After a message is delivered into the In Box database for a user, the most recent message for that user is cached in memory. In a typical high performance system, the P7 client will have a registered auto alert and will fetch the message immediately and thus make use of the memory cached copy. Clients will generally cache message copies, and in this case the only further message change will be when it is deleted. Thus the only disk i/o is that needed to write the message, and rename the message file to reflect the change in its status. The message database format is chosen to be efficiently generated from a P3 delivery. This approach provides for very high volume and low latency delivery.

The message index is held in memory within the M-Store X.400 server. It is periodically flushed to disk, and is also written out on a clean shutdown, so that it can be quickly reloaded when M-Store X.400 is restarted. On restart, M-Store X.400 runs an index check routine to ensure that the reloaded index for each mailbox is consistent with the set of message files present in the mailbox (since inconsistency could arise if M-Store X.400 has been shut down uncleanly). This check runs as a background process; while it is running, messages can be submitted and delivered as normal.

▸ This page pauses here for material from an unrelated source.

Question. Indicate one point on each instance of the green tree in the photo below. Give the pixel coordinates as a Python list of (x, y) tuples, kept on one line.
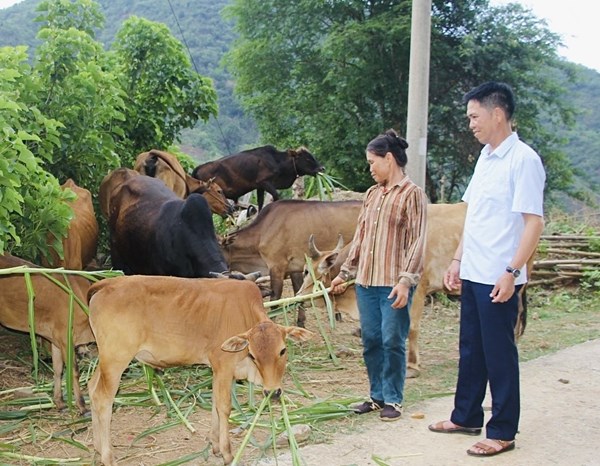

The base X.400 standards and ISPs (International Standard Profiles) are set by two bodies.

  • The ITU (International Telecommunications Union) as a series of documents collectively referred to as X.400. There are a number of documents in this series (e.g., X.400, X.402, X.420).
  • ISO (International Organization for Standardization) and IEC (International Electrotechnical Commission) as MOTIS (Message Oriented Text Interchange Systems) and the ISO/IEC 10021 series. These documents are equivalent (e.g., ISO/IEC 10021-7 is equivalent to X.420).

The ITU and ISO documents are technically aligned. There are some small differences because the ITU documents relate only to interconnection with public services, whereas the ISO/IEC documents also cover “local” issues. Isode supports these differences, which relate to different deployment situations, and do not affect interoperability. Conformance to X.400 base standards is listed below.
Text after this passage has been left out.